Alcuni esperimenti su animali hanno mostrato che la struttura cerebrale rettile reagisce ai
“fantasmi” e alle “ombre”, ossia a parziali rappresentazioni di stimoli conosciuti. Comportamenti
elaborati e ritualistici possono essere provocati anche da uno stimolo incompleto: questa regione
del cervello sembra essere schiava di precedenti esperienze di natura nevrotica, come se fosse
dominata da un super-ego ancestrale. MacLean ritiene che è il cervello rettile (e non la corteccia),
ad influenzare i comportamenti relativi all’establishment ossia alle consuetudini “territoriali”,
intellettuali, di obbidienza alle tradizioni, di fede nelle dottrine e di intolleranza verso nuove
idee.

I tre centri di identità – L’attività delle tre menti

L’intera massa delle ricerche neurofisiologiche di MacLean e le sue teorie supportano le recenti
osservazioni psicologiche che la mente umana, ritenuta strettamente unitaria, è invece costituita da
una costellazione di personalità all’interno dello stesso individuo, come ha evidenziato anche
Ernest Hillgard nel suo libro L’osservatore interiore. Questa teoria delle tre menti si impone anche
come ulteriore spiegazione di come i due emisferi cerebrali mediano i bisogni e le funzioni dei due
cervelli più antichi. Benchè la parte inferiore del sistema limbico sia correlata con attività
egocentriche, ossia centrate sui propri bisogni, MacLean evidenzia che tuttavia le sue parti
superiori sono implicate nell’espressione e nelle sensazioni. Questa parte negli esseri umani,
sembra anche essere l’area che supporta emozionalmente le convinzioni di ciò che è vero, eterno e
importante. MacLean suggerisce anche che la capacità umana per la simpatia, ossia per
l’identificazione empatica con persone o con situazioni, sembra originare dal grande sviluppo del
giro cingolato del sistema limbico, con le sue forti connessioni con la corteccia prefrontale. Il
Prof. Alberto Oliverio, neuropsicologo italiano autore di preziosi volumi sull’argomento, ha
espresso la sua convinzione che le categorie psicologiche freudiane del “super-io” possano essere
riferite alla neo-corteccia, le aree dell’inconscio alle zone sottocorticali (sistema limbico) e
l’”es”, la parte istintiva e pulsionale, alle aree più antiche del cervello rettile.

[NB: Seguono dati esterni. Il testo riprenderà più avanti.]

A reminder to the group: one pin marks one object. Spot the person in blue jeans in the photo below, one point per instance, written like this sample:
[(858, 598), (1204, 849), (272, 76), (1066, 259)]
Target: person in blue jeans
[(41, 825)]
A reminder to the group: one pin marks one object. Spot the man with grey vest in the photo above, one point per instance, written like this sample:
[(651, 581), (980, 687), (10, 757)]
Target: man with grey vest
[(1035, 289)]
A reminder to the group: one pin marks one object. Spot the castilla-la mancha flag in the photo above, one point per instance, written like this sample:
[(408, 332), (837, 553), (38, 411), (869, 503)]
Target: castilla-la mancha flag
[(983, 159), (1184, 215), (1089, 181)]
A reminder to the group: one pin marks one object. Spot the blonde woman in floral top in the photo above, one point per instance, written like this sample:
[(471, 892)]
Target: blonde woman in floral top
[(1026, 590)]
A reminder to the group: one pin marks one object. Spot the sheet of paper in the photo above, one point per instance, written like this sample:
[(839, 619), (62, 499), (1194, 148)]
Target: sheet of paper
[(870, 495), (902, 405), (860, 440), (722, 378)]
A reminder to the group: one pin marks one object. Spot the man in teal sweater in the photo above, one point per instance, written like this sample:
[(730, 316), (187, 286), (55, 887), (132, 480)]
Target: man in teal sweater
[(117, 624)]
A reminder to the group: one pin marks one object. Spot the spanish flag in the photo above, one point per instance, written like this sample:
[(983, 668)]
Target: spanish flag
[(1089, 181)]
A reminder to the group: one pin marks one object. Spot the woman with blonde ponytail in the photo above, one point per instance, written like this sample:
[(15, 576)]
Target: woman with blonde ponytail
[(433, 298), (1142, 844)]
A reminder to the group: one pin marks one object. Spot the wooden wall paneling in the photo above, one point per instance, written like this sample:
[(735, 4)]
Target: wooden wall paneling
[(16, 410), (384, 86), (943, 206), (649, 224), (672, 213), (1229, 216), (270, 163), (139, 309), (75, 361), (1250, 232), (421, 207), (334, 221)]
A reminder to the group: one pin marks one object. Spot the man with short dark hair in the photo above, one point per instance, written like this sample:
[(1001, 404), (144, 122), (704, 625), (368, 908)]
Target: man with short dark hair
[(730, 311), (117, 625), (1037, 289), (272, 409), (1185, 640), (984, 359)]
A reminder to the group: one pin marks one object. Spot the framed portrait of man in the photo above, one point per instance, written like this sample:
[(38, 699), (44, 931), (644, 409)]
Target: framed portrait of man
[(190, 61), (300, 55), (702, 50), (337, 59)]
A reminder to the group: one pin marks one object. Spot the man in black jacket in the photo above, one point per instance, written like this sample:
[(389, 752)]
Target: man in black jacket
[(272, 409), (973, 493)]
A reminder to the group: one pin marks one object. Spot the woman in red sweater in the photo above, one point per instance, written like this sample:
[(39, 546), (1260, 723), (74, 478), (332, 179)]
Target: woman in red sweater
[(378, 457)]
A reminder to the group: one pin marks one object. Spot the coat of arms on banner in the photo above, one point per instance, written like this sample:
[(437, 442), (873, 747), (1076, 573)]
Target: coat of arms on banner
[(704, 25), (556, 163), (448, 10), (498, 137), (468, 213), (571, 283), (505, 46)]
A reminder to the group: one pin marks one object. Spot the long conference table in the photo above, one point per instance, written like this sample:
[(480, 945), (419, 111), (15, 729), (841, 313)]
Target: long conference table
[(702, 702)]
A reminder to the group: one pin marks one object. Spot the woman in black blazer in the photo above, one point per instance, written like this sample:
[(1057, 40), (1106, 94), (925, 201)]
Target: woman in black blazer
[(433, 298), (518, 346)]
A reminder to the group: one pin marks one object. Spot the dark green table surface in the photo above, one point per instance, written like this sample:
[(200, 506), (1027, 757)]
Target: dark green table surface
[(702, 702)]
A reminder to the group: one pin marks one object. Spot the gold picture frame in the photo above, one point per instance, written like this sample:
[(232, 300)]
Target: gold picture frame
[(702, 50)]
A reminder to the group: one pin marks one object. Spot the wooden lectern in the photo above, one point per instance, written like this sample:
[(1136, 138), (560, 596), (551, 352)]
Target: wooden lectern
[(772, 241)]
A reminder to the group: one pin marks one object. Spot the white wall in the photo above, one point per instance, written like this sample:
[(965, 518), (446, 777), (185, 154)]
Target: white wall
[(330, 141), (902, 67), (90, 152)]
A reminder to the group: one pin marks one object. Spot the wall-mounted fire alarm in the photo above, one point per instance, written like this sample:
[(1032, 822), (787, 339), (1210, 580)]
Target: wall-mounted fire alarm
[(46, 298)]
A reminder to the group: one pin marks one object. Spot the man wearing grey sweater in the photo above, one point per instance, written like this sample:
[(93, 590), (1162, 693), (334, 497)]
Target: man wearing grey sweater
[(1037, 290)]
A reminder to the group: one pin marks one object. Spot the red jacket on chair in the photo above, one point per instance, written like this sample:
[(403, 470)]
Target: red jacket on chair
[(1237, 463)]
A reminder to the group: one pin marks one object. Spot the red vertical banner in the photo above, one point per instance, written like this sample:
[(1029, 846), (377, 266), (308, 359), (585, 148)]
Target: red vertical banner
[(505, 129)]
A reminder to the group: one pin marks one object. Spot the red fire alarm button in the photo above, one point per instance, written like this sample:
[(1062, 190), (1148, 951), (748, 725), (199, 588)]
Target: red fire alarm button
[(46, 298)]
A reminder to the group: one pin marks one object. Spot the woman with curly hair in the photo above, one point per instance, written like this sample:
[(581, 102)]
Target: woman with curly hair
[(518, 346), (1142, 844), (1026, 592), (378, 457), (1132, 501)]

La nostra società deve riconoscere urgentemente che le strutture più antiche del nostro cervello
sono molto spesso in conflitto con le richieste della neocorteccia, ossia che i nostri istinti e le
nostre esigenze fisiche ed emotive più profonde sono in conflitto con le richieste culturali e
sociali della nostra civiltà attuale. Quando questo fatto sarà riconosciuto, potremo realizzare una
qualità di vita estremamente più soddisfacente. È possibile che questo sia lo stesso messaggio che i
giovani stanno cercando di esprimere. Il rapporto scientifico di MacLean è stato ristampato dal
Dipartimento della Salute degli Stati Uniti per l’Educazione e il Benessere.